Doesn't matter which operation we use (plus, mul or div). The result will always in the second position (0x8). In division the second one (0x8) is the divisor.

So we put the numbers in position with the monitor (radix: hex):

fill 4 81 60 0 0 7D 40 0 0

A small routine will jump to the floating point code and back (just copy it):

assemble 10
jsr fdiv
brk

We start the program:

goto 10

After finishing, it jumps back and reaches a brk (0x0) which gets us back to the monitor. From there we check the result:

mem 8:b

Which gives us:

84 60 0 0

Which means:

84 = 2^4
60 = 1.1
1.1 * 2^4 = 11000 = 24 (DEC)

It's a little bit funny if you see this kind of stuff the first time. Play with it, you'll figure it out. Attention: If you want to convert negative numbers, you have to use the two's complement (after the normalization).

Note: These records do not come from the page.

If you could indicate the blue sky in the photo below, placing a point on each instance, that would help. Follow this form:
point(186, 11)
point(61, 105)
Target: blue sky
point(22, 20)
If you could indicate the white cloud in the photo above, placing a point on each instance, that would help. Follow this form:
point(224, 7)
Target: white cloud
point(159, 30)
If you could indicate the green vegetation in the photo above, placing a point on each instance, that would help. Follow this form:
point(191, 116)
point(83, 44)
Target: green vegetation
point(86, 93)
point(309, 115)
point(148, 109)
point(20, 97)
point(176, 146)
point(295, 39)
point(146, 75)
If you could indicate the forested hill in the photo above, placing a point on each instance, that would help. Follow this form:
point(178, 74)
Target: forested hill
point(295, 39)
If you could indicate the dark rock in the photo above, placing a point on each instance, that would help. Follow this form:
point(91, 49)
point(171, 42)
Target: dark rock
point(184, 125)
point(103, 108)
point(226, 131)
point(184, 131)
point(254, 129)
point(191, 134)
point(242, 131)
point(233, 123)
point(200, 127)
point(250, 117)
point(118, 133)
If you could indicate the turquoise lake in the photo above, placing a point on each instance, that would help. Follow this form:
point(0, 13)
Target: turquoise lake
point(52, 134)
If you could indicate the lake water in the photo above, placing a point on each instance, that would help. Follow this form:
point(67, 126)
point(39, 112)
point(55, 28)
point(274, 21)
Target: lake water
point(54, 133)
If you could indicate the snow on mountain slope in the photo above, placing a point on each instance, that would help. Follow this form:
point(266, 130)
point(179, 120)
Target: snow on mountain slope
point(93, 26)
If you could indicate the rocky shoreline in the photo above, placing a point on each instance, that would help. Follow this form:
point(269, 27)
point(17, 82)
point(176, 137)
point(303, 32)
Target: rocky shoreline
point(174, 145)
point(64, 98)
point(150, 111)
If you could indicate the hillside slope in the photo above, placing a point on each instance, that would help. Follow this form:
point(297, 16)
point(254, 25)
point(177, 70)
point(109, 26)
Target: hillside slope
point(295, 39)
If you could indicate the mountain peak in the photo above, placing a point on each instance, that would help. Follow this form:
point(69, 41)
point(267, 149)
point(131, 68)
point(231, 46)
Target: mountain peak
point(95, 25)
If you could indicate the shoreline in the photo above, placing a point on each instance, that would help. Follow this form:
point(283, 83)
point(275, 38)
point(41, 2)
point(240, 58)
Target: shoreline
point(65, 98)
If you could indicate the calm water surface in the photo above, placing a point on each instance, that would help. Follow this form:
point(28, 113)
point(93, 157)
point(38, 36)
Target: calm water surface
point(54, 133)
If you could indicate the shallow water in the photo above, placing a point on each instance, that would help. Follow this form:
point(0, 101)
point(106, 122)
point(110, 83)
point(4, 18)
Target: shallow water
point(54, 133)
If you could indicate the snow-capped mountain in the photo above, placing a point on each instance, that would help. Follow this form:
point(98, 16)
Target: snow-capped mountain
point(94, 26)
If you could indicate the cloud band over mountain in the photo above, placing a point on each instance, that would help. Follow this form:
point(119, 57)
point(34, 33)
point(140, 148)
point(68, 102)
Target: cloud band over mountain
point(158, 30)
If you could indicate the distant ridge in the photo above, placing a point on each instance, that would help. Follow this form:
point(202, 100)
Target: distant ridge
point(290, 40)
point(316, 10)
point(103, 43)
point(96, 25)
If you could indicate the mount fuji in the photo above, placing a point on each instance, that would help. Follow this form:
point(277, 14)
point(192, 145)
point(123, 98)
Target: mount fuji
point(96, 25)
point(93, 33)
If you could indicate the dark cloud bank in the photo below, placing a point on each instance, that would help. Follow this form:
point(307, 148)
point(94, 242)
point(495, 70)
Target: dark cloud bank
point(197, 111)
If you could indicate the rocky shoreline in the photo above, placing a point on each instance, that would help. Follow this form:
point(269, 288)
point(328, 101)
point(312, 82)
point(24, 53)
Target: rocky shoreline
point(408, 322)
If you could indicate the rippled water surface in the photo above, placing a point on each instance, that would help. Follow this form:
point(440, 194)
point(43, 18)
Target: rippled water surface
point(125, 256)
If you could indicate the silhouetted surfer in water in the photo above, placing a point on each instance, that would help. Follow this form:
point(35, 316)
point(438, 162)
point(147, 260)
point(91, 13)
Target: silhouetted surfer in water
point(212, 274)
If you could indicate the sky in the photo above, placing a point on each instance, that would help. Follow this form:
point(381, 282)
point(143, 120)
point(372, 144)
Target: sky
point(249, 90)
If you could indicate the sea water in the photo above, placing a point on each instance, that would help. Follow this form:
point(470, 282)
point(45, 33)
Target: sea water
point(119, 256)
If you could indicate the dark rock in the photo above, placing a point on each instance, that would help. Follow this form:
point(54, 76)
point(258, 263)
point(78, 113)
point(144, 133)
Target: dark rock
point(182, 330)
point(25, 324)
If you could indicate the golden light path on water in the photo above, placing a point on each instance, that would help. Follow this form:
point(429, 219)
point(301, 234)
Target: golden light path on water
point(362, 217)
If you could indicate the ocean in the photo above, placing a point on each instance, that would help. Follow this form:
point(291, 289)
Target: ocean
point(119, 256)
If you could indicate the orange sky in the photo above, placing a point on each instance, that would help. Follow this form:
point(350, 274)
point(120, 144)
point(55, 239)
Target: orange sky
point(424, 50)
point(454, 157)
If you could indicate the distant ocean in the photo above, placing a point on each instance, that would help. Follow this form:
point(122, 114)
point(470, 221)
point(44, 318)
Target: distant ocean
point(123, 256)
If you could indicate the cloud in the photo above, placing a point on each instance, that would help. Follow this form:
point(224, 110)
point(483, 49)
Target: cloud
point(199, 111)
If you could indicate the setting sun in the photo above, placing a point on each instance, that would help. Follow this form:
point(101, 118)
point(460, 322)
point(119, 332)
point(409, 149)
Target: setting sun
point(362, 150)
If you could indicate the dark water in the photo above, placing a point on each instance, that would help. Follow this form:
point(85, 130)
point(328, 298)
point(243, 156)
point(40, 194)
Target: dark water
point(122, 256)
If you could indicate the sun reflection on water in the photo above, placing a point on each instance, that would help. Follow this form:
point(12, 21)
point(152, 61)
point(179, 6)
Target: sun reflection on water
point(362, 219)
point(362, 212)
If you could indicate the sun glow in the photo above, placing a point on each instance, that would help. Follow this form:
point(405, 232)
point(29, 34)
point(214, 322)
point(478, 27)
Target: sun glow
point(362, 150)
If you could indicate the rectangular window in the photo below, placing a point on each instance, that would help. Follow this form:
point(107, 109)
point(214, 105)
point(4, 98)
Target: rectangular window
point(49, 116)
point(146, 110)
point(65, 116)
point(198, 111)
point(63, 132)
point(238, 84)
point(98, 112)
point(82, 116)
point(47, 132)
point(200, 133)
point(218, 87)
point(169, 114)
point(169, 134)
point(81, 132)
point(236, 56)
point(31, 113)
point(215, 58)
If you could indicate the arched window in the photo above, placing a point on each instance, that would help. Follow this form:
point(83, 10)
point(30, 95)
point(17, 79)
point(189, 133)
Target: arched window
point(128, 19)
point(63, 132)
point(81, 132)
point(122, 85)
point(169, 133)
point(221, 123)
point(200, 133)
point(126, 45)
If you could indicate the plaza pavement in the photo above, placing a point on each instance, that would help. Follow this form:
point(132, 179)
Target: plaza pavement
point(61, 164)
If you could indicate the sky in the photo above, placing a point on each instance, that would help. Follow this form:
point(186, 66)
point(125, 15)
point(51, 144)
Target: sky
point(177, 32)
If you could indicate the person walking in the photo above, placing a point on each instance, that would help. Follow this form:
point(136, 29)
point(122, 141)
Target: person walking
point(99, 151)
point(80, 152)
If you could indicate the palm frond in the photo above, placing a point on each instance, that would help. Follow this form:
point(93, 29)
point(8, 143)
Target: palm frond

Solving the differential equation

It was:

u[n+1] = u[n] + a * h * u[n]
with a = -1/(RC)

We have to determine the step size h (which represents the time). It should be small, but I want to have an error effect to show you so we choose 0.5 (0.01 would be a much better choice).

h = 0.5
a = -1/(20 * 0.1) = -0.5

To work with variables we have to initialize them. Here are their positions:

t:         0x20 0x21 0x22 0x23
u:         0x24 0x25 0x26 0x27
a:         0x28 0x29 0x2A 0x2B
h:         0x2C 0x2D 0x2E 0x2F
list:      0x30
counter:   0x31
t_list:    0x200
u_list:    0x300

t = current time. Which is saved to a list each step

u = current voltage. Which is also saved to a list each step (for plotting later)

a = constant value

h = step size, constant

list = is used as an addition to the initial list location to store the time and voltage values each step

counter = counts steps so I can stop the execution after reaching a chosen value

t_list = start position for time values

x_list = start position for voltage values

Function positions:

fadd:       1f50
fmul:       1f77
fdiv:       1f9d
save2list:  40
equation:   80
main:       110

fadd = floating point function for adding

fmul = floating point function for multiplication

fdiv = floating point function for division

save2list = save current time and voltage to lists

equation = calculates one step

main = start of the program

Set up (initial) values with the monitor:

fill 20 80  0  0  0 
fill 24 83 48  0  0
fill 28 7F C0  0  0
fill 2C 7F 40  0  0
fill 30  0
fill 31  0
fill 32  0

Function save2list which saves current time and voltage to list positions.

assemble 40
ldx 30
lda $20
sta 200,x
lda $24
sta 300,x
inx
lda $21
sta 200,x
lda $25
sta 300,x
inx
lda $22
sta 200,x
lda $26
sta 300,x
inx
lda $23
sta 200,x
lda $27
sta 300,x
inx
stx 30
rts

Creating the equation function. Each time the function gets called, one step will be calculated.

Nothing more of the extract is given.